I was trying to derive the following result:
$\frac{df}{ds} = \frac{\partial f}{\partial x}\frac{dx}{ds}+\frac{\partial f}{\partial y}\frac{dy}{ds}$
For function $f(x(s),y(s))$. My derivation went like this:
$\frac{df}{ds}\\ =\lim_{h\rightarrow0} \frac{f(x(s+h),y(s+h))-f(x(s),y(s))}{h}\\ =\lim_{h\rightarrow0} \frac{f(x(s+h),y(s+h))-f(x(s),y(s+h))+f(x(s),y(s+h))-f(x(s),y(s))}{h}\\ =\lim_{h\rightarrow0}\frac{f(x(s+h),y(s+h))-f(x(s),y(s+h))}{h}+\lim_{h\rightarrow0}\frac{f(x(s),y(s+h))-f(x(s),y(s))}{h}\\ \approx\lim_{h\rightarrow0}\frac{f(x(s)+\delta x,y(s+h))-f(x(s),y(s+h))}{h}+\lim_{h\rightarrow0}\frac{f(x(s),y(s)+\delta y)-f(x(s),y(s))}{h}\\ =\lim_{h\rightarrow0}\frac{f(x(s)+\delta x,y(s+h))-f(x(s),y(s+h))}{\delta x}\lim_{h\rightarrow0}\frac{\delta x}{h}+\lim_{h\rightarrow0}\frac{f(x(s),y(s)+\delta y)-f(x(s),y(s))}{\delta y}\lim_{h\rightarrow0}\frac{\delta y}{h}$
So I'm not sure exactly how to proceed here. I understand that $\lim_{h\rightarrow0}\frac{f(x(s)+\delta x,y(s+h))-f(x(s),y(s+h))}{\delta x}$ will become $\frac{\partial f}{\partial x}$, but how exactly does that argument go? Something like:
$\lim_{h\rightarrow0}\frac{f(x(s)+\delta x,y(s+h))-f(x(s),y(s+h))}{\delta x}\\ \approx \lim_{\delta x\rightarrow0} \frac{f(x(s)+\delta x,y(s+h))-f(x(s),y(s+h))}{\delta x}\\ \approx \lim_{\delta x\rightarrow0} \frac{f(x(s)+\delta x,y(s))-f(x(s),y(s))}{\delta x}\\ =\frac{\partial f}{\partial x}$
Is the third line immediately above even correct? I know that the definition of $\frac{\partial f}{\partial x}$ is $\lim_{\delta x\rightarrow0} \frac{f(x(s)+\delta x,y(s))-f(x(s),y(s))}{\delta x}$ so I wouldn't think I can go straight from the second line to the fourth line, but I'm not sure and would appreciate some advice on how to correctly complete this derivation.

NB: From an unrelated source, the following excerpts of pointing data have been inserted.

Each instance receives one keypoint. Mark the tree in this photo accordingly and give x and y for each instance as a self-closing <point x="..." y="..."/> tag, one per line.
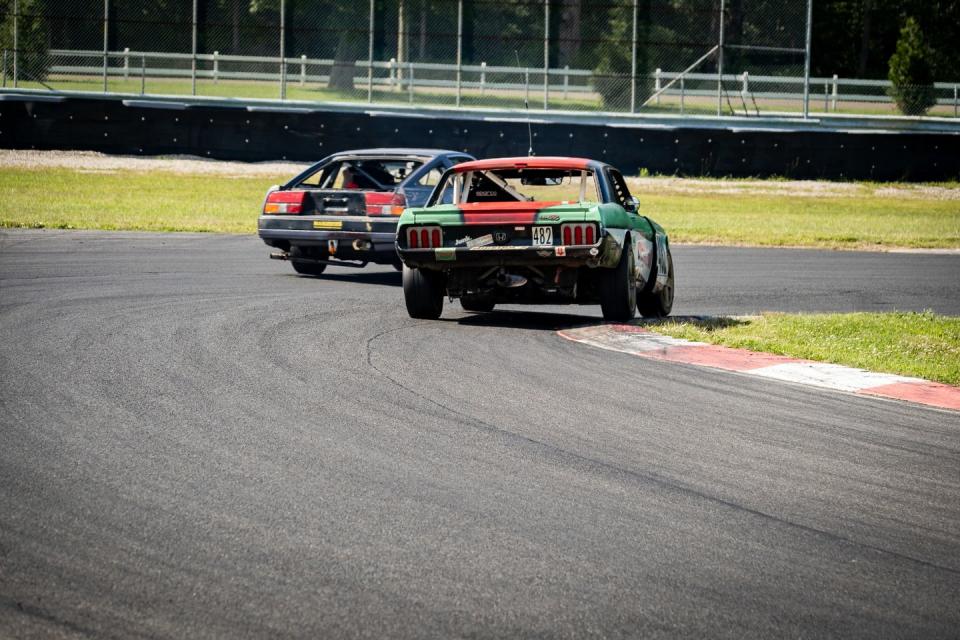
<point x="33" y="58"/>
<point x="910" y="72"/>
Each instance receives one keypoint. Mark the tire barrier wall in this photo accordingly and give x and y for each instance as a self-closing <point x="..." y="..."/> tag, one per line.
<point x="257" y="133"/>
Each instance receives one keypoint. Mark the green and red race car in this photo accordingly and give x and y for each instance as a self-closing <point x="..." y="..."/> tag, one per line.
<point x="534" y="230"/>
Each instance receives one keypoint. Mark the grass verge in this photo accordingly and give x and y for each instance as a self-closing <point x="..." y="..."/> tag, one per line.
<point x="769" y="213"/>
<point x="922" y="345"/>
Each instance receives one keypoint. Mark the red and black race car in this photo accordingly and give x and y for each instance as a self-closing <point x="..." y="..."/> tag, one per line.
<point x="344" y="209"/>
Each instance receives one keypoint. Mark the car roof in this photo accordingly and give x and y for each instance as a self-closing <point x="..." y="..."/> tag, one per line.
<point x="529" y="162"/>
<point x="399" y="151"/>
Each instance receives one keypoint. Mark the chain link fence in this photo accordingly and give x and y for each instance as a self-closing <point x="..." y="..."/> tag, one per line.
<point x="689" y="57"/>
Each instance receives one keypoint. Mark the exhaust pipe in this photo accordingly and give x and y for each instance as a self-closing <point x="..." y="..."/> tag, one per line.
<point x="509" y="280"/>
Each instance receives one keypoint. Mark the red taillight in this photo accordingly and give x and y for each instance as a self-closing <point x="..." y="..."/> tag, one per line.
<point x="424" y="237"/>
<point x="579" y="233"/>
<point x="285" y="202"/>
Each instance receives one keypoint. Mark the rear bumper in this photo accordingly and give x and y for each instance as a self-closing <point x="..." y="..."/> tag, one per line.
<point x="307" y="231"/>
<point x="571" y="256"/>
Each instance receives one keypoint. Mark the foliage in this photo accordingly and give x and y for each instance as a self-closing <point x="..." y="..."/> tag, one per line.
<point x="33" y="61"/>
<point x="910" y="72"/>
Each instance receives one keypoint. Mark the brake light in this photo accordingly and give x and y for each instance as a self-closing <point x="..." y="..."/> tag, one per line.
<point x="578" y="233"/>
<point x="424" y="237"/>
<point x="380" y="203"/>
<point x="285" y="202"/>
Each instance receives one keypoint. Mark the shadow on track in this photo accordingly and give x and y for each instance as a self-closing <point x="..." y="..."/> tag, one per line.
<point x="531" y="320"/>
<point x="382" y="278"/>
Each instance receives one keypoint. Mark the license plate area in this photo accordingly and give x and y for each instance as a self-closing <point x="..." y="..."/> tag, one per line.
<point x="541" y="236"/>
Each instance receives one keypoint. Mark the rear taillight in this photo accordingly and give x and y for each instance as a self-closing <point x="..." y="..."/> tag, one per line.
<point x="285" y="202"/>
<point x="385" y="204"/>
<point x="424" y="237"/>
<point x="578" y="233"/>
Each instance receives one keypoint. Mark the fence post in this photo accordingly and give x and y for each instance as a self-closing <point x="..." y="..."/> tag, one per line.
<point x="193" y="51"/>
<point x="683" y="91"/>
<point x="633" y="62"/>
<point x="806" y="62"/>
<point x="370" y="57"/>
<point x="283" y="49"/>
<point x="106" y="24"/>
<point x="16" y="46"/>
<point x="459" y="50"/>
<point x="720" y="60"/>
<point x="546" y="53"/>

We will prove the following theorem, which will give you the desired result as a special case.
Theorem: Let $f$ be a scalar field defined on an open set $S$ in $\Bbb{R}^n$, and let $\mathbf{r}$ be a vector-valued function which maps an interval $J$ from $\Bbb{R}^1$ into $S$. Define the composite function $g=f\circ\mathbf{r}$ on $J$ by the equation $$g(s)=f[\mathbf{r}(s)], \quad s\in J.$$ Let $s$ be a point in $J$ at which $\mathbf{r}'(s)$ exists and assume that $f$ is differentiable at $\mathbf{r}(s)$. Then $g'(s)$ exists and is equal to the dot product $$ g'(s) = \nabla f(\mathbf{a})\cdot \mathbf{r}'(s), \quad \text{where}\quad \mathbf{a} = \mathbf{r}(s). $$ Proof: Let $\mathbf{a} = \mathbf{r}(s)$, where $s$ is a point in $J$ at which $\mathbf{r}'(s)$ exists. Since $S$ is open there is an $n$-ball $B(\mathbf{a})$ lying in $S$. We take $h \neq 0$ but small enough so that $\mathbf{r}(s+h)$ lies in $B(\mathbf{a})$, and we let $\mathbf{y} = \mathbf{r}(s+h)-\mathbf{r}(s)$. Note that $\mathbf{y}\to\mathbf{0}$ as $h \to 0$. Now we have $$g(s+h)-g(s)=f[\mathbf{r}(s+h)]-f[\mathbf{r}(s)]=f(\mathbf{a}+\mathbf{y})-f(\mathbf{a}).$$ Applying the first order Taylor formula for $f$ we have $$f(\mathbf{a}+\mathbf{y})-f(\mathbf{a})=\nabla f(\mathbf{a})\cdot\mathbf{y}+||\mathbf{y}||E(\mathbf{a},\mathbf{y}),$$ where $E(\mathbf{a},\mathbf{y})\to 0$ as $||\mathbf{y}||\to 0.$ Since $\mathbf{y}=\mathbf{r}(s+h)-\mathbf{r}(s)$ this gives us $$\frac{g(s+h)-g(s)}{h}=\nabla f(\mathbf{a})\cdot\frac{\mathbf{r}(s+h)-\mathbf{r}(s)}{h}+\frac{||\mathbf{r}(s+h)-\mathbf{r}(s)||}{h}E(\mathbf{a},\mathbf{y}).$$ Letting $h \to 0$ we obtain the required result.$\square$
Now coming to your special case we are working in $\Bbb{R}^2$, so we let $\mathbf{r}(s) = x(s)\mathbf{e_1}+y(s)\mathbf{e_2}$ where $\{\mathbf{e_1},\mathbf{e_2}\}$ are the standard basis vectors in $\Bbb{R}^2$. Applying the result of the theorem and writing in component form will give you the desired result.